The habitat changes caused by fire influence animal populations and communities much more profoundly than fire itself. Animals’ immediate responses to fire are influenced by season, intensity, severity, rate of spread, uniformity, and size of the fire.

Long-term faunal response to fire is determined by habitat change, which influences feeding, movement, reproduction, and availability of shelter. The immediate and short-term effects of fire on terrestrial birds and mammals include injury, mortality, emigration, and immigration.

Most fires have the potential to injure or kill fauna and large intense fires are certainly dangerous to animals caught in their path. Fires generally kill and injure a relatively small proportion of animal populations because many vertebrate species flee or seek refuge during fires.

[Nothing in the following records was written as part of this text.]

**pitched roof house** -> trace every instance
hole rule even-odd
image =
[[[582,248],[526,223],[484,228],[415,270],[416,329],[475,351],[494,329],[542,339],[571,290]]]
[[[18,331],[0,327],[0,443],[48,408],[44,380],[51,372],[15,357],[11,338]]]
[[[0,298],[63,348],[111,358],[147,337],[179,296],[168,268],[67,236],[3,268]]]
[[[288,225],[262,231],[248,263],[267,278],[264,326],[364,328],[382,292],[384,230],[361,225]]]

Animals with limited mobility living above ground appear to be the most vulnerable to fire-caused injury and mortality, but occasionally even large mammals are killed by fire. Nestlings and juveniles of birds and small mammals are vulnerable to fire-caused mortality.

While non-burrowing mammals and most birds leave their habitat while it is burning, many return within hours or days. Others emigrate because the food and cover they require are not available in the burn. The length of time before these species return depends on how much fire altered their habitat structure and food supply.

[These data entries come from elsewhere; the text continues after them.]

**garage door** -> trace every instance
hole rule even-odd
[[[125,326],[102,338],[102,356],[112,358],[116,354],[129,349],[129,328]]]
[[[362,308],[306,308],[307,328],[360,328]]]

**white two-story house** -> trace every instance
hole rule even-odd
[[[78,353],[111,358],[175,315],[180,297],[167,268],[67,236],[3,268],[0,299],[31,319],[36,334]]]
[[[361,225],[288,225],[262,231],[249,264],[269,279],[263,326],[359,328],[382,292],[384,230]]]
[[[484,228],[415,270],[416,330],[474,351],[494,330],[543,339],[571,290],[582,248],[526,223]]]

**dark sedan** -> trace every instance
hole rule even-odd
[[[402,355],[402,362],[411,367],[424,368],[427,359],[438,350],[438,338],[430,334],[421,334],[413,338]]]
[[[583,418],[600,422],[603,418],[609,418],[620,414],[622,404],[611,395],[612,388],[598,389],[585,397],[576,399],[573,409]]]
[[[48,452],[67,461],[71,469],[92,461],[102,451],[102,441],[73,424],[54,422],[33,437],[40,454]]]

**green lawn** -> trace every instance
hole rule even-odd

Many insects, birds, and mammals are attracted to fire, smoke, and recently burned areas. Most birds and mammals that immigrate in response to fire are attracted by more abundant or more exposed food resources. Intense activity by insects after a fire attracts insect-feeding birds.

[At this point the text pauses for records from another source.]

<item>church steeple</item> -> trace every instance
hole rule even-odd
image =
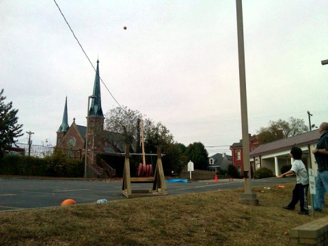
[[[57,133],[66,133],[70,126],[68,126],[68,117],[67,117],[67,96],[65,101],[65,108],[64,109],[63,120],[59,128],[57,131]]]
[[[91,102],[91,107],[89,110],[87,116],[98,116],[104,118],[102,109],[101,108],[101,97],[100,97],[100,79],[99,76],[99,60],[97,59],[97,69],[96,71],[96,77],[94,78],[94,93],[96,96],[95,98],[92,98]]]

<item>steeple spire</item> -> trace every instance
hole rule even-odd
[[[66,133],[68,130],[69,127],[70,126],[68,126],[68,117],[67,117],[67,96],[66,96],[66,100],[65,101],[65,108],[64,109],[63,120],[62,122],[62,124],[60,125],[57,132]]]
[[[97,59],[97,69],[96,71],[96,77],[94,78],[94,93],[96,98],[92,98],[91,102],[90,109],[87,116],[99,116],[104,117],[102,109],[101,108],[101,97],[100,97],[100,79],[99,76],[99,60]]]

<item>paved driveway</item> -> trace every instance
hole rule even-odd
[[[252,186],[295,182],[295,178],[266,179],[251,181]],[[169,195],[204,192],[244,187],[243,180],[219,180],[187,183],[166,183]],[[67,179],[17,178],[0,177],[0,211],[60,206],[68,198],[77,204],[96,203],[126,199],[122,195],[122,182]],[[132,184],[133,189],[152,187],[152,184]]]

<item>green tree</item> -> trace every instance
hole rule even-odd
[[[206,170],[208,165],[208,153],[203,144],[195,142],[186,148],[185,155],[193,161],[195,169]]]
[[[292,137],[308,131],[303,120],[290,117],[288,120],[279,119],[270,121],[269,126],[261,127],[257,131],[260,144],[269,143],[282,138]]]
[[[6,97],[3,95],[3,89],[0,92],[0,159],[4,150],[12,144],[17,141],[17,137],[23,136],[23,124],[18,123],[16,116],[18,109],[12,109],[12,102],[5,104]]]

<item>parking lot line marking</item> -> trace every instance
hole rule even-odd
[[[53,192],[67,192],[67,191],[90,191],[90,189],[75,189],[70,190],[63,190],[63,189],[54,189]]]

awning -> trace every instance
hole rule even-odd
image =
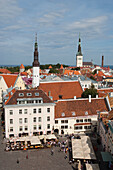
[[[102,159],[104,162],[113,161],[112,155],[110,152],[101,152]]]

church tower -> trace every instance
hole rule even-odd
[[[78,52],[76,54],[76,66],[83,67],[83,55],[81,52],[81,39],[79,34],[79,44],[78,44]]]
[[[38,61],[38,44],[37,44],[37,34],[36,34],[34,61],[33,61],[33,80],[32,80],[32,87],[33,88],[39,86],[39,68],[40,68],[40,63]]]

The effects of fire on fish and aquatic macroinvertebrates are mostly indirect in nature. Fire typically improves habitat conditions for aquatic species over the long-term. However, fires that result in longer-term changes in stream temperature, ash-laden slurry flows, increases in flood peak flows, and sedimentation due to increased soil erosion can have negative impacts on aquatic organisms.

Chemical, biological, and physical properties of soil are all altered from heat and oxidation of fuels. Effects of fire on soil come primarily from high temperatures that affect surface as well as deeper soils (Neary et al. 2005). Low- and moderate-temperature fires generally have long-term benefits for ecosystems that evolved with fire (DeBano et al. 1998).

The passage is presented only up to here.